Search code examples
bashshellscriptingnagiosnrpe

Custom written Nagios plugin always returns incorrect value but works on command line


I wrote a plugin that would check to see if two hosts are online at the same time and if so, return a critical. When I run this command locally at the command line the logic works correctly and the echo statements all match up depending on the state of the hosts checked (e.g. "CRITICAL - Both testbed controllers online" or "OK - $VM1 is the only testbed controller online." etc). The problem is that when I run these commands via ./check_nrpe -H <NRPEHost> -c "controller_check" (the same values also show up on the Nagios webpage) It always returns the same value no matter what the status of the hosts: "CRITICAL - Both testbed controllers currently offline" echoing the actual values of $VM1 and $VM2 shows that the initial if check is always being set to 0.

The script works by creating binary values from a ping -c 1 -W 1 $HOSTNAME if check first and then using those values to create the actual alert/exit value. Here's the if statements creating binary values for host online states:

if ping -c 1 -W 1 $VM1HOSTNAME; then
  VM1=1
else
  VM1=0
fi

if ping -c 1 -W 1 $VM2HOSTNAME; then
  VM2=1
else
  VM2=0
fi

And the actual logic that creates the NRPE return:

if [ $VM1 -ne $VM2 ]; then
  if [ $VM1 -gt $VM2 ]; then
    echo "OK - $VM1 is currently the only testbed controller online."
    exit 0
  else
    echo "OK - $VM2 is currently the only testbed controller online."
    exit 0
  fi
elif [ $VM1 -eq $VM2 ]; then
  if [ $VM1 -eq 0 ]; then
    echo "CRITICAL - Both testbed controllers currently offline"
    exit 2
  else
    echo "CRITICAL - Both testbed controllers currently online."
    exit 2
  fi
else
  echo "UNKNOWN - Unable to read output."
  exit 3
fi

I've never written my own NRPE plugin before so I'm assuming I'm doing something simple wrong here but the NRPE plugin writing tutorials I've seen online seem to match up with what I've written. As a sidenote if I use check_ping instead of ping -c 1 -W 1 the values returned are correct but the only value that shows up on the Nagios webpage is the output of the first check_ping command.

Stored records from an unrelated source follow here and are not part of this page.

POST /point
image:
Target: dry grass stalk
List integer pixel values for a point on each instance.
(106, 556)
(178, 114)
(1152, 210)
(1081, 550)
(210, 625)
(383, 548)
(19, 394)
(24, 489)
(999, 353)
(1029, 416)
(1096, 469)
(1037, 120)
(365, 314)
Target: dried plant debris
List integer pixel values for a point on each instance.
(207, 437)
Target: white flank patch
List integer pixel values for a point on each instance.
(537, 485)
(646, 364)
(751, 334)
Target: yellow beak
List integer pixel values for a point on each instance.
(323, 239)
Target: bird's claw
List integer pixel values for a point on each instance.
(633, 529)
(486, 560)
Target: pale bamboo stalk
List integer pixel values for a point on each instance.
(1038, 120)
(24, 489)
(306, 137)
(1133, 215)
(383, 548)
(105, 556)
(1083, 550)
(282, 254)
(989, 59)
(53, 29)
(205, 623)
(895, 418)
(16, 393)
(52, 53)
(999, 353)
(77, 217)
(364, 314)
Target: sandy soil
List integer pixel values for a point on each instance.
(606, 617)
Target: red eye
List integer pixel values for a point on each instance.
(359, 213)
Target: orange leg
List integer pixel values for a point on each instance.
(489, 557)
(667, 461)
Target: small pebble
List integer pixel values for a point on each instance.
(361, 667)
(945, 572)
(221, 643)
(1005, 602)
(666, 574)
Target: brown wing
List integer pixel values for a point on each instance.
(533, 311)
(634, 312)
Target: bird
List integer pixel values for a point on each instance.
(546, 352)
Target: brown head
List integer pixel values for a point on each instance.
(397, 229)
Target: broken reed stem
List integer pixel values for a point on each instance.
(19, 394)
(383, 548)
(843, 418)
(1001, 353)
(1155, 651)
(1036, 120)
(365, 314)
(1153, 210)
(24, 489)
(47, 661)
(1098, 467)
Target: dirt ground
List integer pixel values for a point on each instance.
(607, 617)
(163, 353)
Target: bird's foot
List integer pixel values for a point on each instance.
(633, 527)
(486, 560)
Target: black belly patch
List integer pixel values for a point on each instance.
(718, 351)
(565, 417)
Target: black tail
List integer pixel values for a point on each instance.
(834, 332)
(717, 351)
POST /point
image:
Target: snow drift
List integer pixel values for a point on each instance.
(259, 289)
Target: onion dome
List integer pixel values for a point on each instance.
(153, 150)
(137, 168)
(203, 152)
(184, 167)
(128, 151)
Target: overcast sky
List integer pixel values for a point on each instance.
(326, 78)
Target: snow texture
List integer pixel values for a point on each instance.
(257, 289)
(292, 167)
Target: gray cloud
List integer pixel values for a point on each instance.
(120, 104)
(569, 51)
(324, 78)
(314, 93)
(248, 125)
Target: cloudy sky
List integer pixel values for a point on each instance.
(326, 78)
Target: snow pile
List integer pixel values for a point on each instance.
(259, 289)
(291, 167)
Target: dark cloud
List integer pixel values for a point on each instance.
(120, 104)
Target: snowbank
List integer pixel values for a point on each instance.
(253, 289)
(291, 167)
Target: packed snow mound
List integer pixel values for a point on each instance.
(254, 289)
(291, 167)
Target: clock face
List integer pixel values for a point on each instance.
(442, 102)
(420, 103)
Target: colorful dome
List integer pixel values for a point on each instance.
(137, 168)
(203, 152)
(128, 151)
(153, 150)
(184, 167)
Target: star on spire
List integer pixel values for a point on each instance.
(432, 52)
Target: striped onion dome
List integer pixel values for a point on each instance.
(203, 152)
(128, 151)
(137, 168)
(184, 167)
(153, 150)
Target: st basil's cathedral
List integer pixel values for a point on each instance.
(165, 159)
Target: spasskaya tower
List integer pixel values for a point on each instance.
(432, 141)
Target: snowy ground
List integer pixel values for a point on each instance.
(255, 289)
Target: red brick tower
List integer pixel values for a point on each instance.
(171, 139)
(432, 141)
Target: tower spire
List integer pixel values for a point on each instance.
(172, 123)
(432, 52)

For instance (this is correct):

./check_nrpe -H ikor -c "check_testbed_controller_status"
PING OK - Packet loss = 0%, RTA = 0.81 ms|rta=0.811000ms;10.000000;20.000000;0.000000 pl=0%;2;5;0
PING OK - Packet loss = 0%, RTA = 0.79 ms|rta=0.787000ms;10.000000;20.000000;0.000000 pl=0%;2;5;0
CRITICAL - Both testbed controllers currently online.

But the Nagios status information only shows PING OK - Packet loss = 0%, RTA = 0.79 ms instead of the echo statement that I want.

So I guess if I can either A) fix what's wrong with using /usr/bin/ping for the if check that causes NRPE to always read these hosts as offline (the if check always returns 0) or B) use check_ping but return only the third stdout line to Nagios that has the actual status information. Does anyone have any ideas or reading recommendations for me here? Thanks so much.


Solution

  • Turns out SELinux was preventing /usr/bin/ping from being executed by the NRPE daemon. Rather than attempt to write an SELinux policy to allow this I used the Nagios plugin check_ping and piped output to /dev/null. Final logic of the NRPE plugin looks like this:

    if $NRPEPING -H $VM1HOSTNAME -w 10,2% -c 20,5% > /dev/null 2>&1; then
      VM1=1
    else
      VM1=0
    fi
    
    if $NRPEPING -H $VM2HOSTNAME -w 10,2% -c 20,5% > /dev/null 2>&1; then
      VM2=1
    else
      VM2=0
    fi
    

    Which means that A) I don't have to set SELinux to permissive or allow the NRPE daemon to execute ping and B) my output in the Nagios status information column correctly shows the echo statements and no other information.